Она ему казалась ребенком. Нежная, полупрозрачная, хрупкая. У нее еще все было впереди. Он старик – а она… а у нее… Он видел, что она нравится другим мужчинам. «Только полный идиот может не захотеть вас», – повторял он ей. Грязный безумный старик. Да что говорить? Он стремился просто побыть еще – еще немного. И да, он не планировал, даже не мог предположить, что она так крепко втрескается. С ужасом представил вдруг, что все может затянуться и перейти в отношения, в которых он успеет так одряхлеть, что станет ей в тягость. Будет ловить ее взгляд, наполненный жалостью, а то – и отвращением… Нет-нет, этого он точно не мог бы вынести.
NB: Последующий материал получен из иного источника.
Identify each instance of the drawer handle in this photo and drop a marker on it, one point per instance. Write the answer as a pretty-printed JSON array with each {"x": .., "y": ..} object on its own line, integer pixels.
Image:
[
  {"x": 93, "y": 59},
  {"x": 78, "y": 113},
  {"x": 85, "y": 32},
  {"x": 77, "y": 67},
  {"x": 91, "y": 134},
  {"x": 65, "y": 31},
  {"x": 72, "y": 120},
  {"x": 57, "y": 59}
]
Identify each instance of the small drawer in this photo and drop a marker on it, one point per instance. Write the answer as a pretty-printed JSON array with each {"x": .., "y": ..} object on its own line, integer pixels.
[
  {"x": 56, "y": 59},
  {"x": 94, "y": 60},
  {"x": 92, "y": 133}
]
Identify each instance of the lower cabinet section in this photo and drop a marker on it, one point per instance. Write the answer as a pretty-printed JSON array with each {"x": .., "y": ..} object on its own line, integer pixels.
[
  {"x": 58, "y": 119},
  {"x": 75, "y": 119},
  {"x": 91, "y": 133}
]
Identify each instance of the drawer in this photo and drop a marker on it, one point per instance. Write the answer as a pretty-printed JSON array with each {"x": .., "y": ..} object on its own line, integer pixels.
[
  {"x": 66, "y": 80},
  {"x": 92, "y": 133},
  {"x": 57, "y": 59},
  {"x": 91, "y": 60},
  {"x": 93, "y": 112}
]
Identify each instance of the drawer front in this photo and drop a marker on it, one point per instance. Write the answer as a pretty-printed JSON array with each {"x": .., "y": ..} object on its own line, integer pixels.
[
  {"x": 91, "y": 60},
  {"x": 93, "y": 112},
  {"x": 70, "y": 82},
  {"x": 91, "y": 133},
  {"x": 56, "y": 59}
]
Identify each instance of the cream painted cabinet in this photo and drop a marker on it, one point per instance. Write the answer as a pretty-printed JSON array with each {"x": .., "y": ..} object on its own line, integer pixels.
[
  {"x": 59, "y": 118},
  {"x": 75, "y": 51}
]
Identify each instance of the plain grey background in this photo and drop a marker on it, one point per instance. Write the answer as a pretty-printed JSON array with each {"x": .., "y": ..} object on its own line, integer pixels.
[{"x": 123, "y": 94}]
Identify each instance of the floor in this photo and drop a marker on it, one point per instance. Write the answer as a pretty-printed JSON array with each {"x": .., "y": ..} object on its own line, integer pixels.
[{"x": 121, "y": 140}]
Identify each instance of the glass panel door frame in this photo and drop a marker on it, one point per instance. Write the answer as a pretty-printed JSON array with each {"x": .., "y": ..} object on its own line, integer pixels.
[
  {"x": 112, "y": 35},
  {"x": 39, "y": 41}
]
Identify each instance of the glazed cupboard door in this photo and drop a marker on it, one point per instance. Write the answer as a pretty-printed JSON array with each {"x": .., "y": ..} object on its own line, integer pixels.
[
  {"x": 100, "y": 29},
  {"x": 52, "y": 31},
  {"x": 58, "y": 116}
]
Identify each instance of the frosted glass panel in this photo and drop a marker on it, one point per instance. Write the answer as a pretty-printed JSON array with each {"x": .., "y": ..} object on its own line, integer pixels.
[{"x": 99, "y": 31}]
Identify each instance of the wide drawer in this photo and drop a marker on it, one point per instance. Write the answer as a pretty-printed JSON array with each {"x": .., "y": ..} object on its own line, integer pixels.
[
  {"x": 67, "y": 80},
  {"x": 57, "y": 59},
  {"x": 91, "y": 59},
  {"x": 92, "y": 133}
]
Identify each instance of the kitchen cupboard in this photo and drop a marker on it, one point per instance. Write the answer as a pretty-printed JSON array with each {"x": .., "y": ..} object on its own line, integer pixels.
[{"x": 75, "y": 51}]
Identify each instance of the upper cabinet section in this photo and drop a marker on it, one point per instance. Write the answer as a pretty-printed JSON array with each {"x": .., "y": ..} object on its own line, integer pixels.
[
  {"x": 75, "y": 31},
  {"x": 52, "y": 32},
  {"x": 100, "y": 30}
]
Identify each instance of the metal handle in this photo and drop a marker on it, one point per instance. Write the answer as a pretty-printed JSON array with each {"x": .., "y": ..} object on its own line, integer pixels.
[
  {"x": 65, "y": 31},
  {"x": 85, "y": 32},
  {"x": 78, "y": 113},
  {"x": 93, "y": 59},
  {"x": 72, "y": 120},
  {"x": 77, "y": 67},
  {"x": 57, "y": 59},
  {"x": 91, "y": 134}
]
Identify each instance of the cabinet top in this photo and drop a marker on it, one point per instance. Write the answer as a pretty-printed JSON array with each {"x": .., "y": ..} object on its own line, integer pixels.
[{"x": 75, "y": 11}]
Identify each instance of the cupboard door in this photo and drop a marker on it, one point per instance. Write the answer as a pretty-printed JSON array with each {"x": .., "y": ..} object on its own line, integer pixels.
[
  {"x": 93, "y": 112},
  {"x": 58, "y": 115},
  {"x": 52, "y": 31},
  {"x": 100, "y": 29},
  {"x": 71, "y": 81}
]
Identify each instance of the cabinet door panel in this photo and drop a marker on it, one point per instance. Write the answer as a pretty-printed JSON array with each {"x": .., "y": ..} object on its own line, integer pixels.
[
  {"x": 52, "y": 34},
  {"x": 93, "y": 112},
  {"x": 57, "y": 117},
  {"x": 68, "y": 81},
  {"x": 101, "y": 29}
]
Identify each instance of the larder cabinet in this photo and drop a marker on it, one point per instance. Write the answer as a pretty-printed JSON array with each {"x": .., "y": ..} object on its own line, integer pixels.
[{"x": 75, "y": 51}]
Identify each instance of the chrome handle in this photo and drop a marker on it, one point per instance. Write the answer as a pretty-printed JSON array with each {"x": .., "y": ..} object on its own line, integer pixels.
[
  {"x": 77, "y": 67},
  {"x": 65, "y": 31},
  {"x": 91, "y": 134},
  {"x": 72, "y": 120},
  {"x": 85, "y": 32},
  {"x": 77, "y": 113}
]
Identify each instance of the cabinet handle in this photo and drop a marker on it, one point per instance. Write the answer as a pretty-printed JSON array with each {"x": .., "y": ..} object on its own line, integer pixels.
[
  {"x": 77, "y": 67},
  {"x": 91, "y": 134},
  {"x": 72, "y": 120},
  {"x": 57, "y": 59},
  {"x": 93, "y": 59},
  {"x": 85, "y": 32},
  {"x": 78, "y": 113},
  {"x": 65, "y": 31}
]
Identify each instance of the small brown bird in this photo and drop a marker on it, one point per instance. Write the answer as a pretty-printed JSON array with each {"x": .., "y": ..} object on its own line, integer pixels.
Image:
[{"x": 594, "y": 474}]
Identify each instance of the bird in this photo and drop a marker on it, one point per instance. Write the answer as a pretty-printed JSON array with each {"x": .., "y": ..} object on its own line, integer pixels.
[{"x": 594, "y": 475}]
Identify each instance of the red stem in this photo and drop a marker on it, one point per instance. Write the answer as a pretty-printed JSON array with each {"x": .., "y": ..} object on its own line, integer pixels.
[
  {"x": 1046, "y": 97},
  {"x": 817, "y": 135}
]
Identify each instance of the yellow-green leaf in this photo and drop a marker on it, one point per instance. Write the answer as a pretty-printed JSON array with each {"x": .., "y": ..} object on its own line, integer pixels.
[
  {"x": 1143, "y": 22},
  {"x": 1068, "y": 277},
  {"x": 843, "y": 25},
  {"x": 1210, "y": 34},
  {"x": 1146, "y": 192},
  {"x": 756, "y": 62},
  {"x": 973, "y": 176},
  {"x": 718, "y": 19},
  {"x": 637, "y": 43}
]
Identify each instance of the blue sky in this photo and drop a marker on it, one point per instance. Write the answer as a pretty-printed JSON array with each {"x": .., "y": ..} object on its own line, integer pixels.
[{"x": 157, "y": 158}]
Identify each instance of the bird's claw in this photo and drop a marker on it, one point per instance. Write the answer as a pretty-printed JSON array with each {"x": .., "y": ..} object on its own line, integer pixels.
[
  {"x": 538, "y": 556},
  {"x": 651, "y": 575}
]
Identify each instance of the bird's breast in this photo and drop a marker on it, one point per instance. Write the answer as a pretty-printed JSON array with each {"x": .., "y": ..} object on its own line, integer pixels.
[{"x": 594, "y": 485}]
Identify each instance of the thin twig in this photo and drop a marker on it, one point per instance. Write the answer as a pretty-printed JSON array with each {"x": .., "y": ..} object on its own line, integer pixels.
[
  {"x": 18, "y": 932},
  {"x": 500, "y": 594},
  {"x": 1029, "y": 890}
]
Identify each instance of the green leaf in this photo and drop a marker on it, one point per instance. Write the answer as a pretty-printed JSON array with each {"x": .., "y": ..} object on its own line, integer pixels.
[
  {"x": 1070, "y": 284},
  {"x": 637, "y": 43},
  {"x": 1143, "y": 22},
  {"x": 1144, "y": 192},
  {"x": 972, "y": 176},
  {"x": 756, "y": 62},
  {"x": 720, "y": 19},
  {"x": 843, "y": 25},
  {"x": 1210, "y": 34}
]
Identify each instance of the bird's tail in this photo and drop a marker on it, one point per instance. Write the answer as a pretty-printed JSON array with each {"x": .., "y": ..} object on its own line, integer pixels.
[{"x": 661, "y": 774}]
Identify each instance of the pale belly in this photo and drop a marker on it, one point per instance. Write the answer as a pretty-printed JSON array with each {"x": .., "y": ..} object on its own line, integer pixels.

Зато он мог исчезнуть, пока до этого еще не дошло. Так будет лучше всем. И он исчез.
Написал ей, чтобы она забыла, жила дальше, не искала его. Затаился в себе, перетерпел. Было тяжело, неприятно, но, впрочем, если разобраться, вполне выносимо. А иногда и вовсе хорошо. Он выходил на балкон, жмурился от утреннего солнца, вдыхал прохладный воздух, выкуривал первую сигарету. Затем одевался и отправлялся в маленькое кафе, где милая пышногрудая барышня в очаровательных конопушках с опущенными ресницами подавала ему кофе и теплый круассан. Вытирая со стола, она как бы невзначай задевала его рукавом, наклоняясь за чашкой, рыжим локоном касалась плеча, восхитительно краснела, и жизнь снова наполнялась смыслом, расцветала и обещала. Всем своим существом он приветствовал простые радости. Поэтому некоторое время спустя он пригласил барышню на ужин, она осталась у него и вполне оправдала ожидания, он был доволен, но сразу же утратил интерес к этому кафе и перебрался в небольшую пекарню с тремя стеклянными столиками и божественным яблочным штруделем.